You may recall that last week I proposed to turn that green face blob into a proper head and transmit it across to another device. The good news is that my 3D face looks a lot better, and the bad news is that getting it transmitted is going to have to wait. In taking the advice of judges, I dug out a modern webcam product and realised the value-adds where nothing more than novelties. The market has stagnated, and the march of Skype and Google Talk do nothing more than perpetuate a flat and utilitarian experience.

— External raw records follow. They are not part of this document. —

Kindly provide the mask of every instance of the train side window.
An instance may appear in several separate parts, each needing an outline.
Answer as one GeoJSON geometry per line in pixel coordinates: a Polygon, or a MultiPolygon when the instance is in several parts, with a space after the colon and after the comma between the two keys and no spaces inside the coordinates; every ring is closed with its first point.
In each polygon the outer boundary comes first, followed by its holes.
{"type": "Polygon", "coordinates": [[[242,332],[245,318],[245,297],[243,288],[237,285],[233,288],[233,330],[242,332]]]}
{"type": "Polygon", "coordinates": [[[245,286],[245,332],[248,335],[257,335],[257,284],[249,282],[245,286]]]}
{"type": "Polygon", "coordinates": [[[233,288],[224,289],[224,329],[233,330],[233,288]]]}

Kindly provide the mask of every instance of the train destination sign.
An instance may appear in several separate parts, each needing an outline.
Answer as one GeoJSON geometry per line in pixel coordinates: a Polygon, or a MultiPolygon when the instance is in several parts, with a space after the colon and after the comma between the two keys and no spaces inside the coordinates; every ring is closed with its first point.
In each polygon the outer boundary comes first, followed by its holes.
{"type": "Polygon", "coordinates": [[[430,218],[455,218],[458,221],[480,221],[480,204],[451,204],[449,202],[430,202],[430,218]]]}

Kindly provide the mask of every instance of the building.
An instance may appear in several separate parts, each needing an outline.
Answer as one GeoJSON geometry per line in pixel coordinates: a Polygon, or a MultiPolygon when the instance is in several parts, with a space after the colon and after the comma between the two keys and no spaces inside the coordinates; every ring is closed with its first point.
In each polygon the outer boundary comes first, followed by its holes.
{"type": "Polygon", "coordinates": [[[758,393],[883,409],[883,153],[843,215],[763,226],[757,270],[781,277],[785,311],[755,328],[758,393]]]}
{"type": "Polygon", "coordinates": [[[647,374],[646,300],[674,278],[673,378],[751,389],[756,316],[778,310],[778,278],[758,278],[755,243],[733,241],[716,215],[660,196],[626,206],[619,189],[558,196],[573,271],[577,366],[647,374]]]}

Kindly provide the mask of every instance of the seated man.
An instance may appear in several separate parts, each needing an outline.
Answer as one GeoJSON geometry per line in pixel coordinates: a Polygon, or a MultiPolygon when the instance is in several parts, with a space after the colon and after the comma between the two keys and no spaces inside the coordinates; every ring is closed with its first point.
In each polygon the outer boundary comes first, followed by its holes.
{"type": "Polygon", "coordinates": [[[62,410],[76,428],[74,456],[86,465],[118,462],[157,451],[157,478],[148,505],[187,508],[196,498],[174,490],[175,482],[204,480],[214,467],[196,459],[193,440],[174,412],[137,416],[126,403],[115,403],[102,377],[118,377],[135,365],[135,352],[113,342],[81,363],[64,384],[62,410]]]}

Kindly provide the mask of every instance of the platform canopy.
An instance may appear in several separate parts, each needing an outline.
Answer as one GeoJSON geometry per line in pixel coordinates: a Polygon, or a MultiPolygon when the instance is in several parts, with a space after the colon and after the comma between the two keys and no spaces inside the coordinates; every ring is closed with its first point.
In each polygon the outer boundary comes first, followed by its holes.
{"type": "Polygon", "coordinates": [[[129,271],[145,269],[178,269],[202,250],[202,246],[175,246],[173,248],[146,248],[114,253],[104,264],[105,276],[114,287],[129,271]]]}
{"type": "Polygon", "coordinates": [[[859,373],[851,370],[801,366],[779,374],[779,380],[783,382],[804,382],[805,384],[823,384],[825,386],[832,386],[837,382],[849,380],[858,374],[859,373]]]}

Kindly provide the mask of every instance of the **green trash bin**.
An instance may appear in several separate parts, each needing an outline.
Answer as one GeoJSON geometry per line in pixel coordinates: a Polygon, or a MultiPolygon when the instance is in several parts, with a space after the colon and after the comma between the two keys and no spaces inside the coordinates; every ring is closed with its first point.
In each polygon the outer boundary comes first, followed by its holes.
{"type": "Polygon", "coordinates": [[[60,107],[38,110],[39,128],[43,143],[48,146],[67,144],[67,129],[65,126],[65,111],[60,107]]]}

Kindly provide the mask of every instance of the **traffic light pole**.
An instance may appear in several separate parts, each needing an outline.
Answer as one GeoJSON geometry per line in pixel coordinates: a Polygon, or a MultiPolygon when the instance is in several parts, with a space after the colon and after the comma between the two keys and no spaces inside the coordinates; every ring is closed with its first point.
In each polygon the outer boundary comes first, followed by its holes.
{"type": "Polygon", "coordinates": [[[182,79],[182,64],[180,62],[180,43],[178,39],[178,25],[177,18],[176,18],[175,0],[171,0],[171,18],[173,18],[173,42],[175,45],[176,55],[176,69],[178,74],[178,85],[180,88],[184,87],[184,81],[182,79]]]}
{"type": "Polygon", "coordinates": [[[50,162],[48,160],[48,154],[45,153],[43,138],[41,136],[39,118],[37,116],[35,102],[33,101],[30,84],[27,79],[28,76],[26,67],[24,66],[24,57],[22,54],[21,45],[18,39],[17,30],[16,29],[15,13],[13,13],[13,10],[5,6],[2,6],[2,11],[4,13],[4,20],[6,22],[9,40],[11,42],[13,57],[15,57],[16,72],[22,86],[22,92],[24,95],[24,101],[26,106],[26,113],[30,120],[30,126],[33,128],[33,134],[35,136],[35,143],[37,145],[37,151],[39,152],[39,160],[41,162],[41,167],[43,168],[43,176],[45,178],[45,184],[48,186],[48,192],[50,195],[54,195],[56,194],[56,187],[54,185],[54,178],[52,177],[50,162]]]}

I did come to appreciate however that teleconferencing cannot be taken lightly. It’s a massive industry and serious users want a reliable, quality experience that helps them get on with their job. Low latency, ease of use, backwards compatibility and essential conferencing features are all required if a new tool is to supplant the old ones.
Voice over I.P Technology
A long story short, this new API is right up to date and my test across two Windows PCs, a Mac and an iPad in four way audio conferencing mode worked a treat. Next week I shall be breaking down the sample provided to obtain the vital bits of code needed to implement audio and packet exchange between my users. As a bonus, I am going to write it in such a way that existing Linphone client apps can call into my software to join the conference call, so anyone with regular webcams or even mobile phones can join in. I will probably stick a large 3D handset in the chair in place of a 3D avatar, just for fun.
On a related note, I have decided to postpone even thinking about voice recognition until the surrounding challenges have been conquered. It never pays to spin too many plates!
Gaze Solved? – Version One
In theory, this should be a relatively simple algorithm. Find the head, then find the eyes, then grab the RGB around the eyes only. Locate the pupil at each eye, take the average, and produce a look vector. Job’s a good one, right? Well, no. At first I decided to run away and find a sample I once saw at an early Beta preview of the Perceptual SDK which created a vector from face rotation which was pretty neat. Unfortunately that sample was not included in Beta 3, and it was soon apparent why. On exploring the commands for getting ‘landmark’ data, I noticed my nose was missing. And more strikingly, all the roll, pitch and yaw values where empty too. Finding this out from the sample saved me a bucket load of time had I proceeded to add the code to my main app first. Phew. I am sure it will be fixed in a future SDK (or I was doing something silly and it does work), but I can’t afford the time to write even one email to Intel support (who are great by the way). I needed Gaze now!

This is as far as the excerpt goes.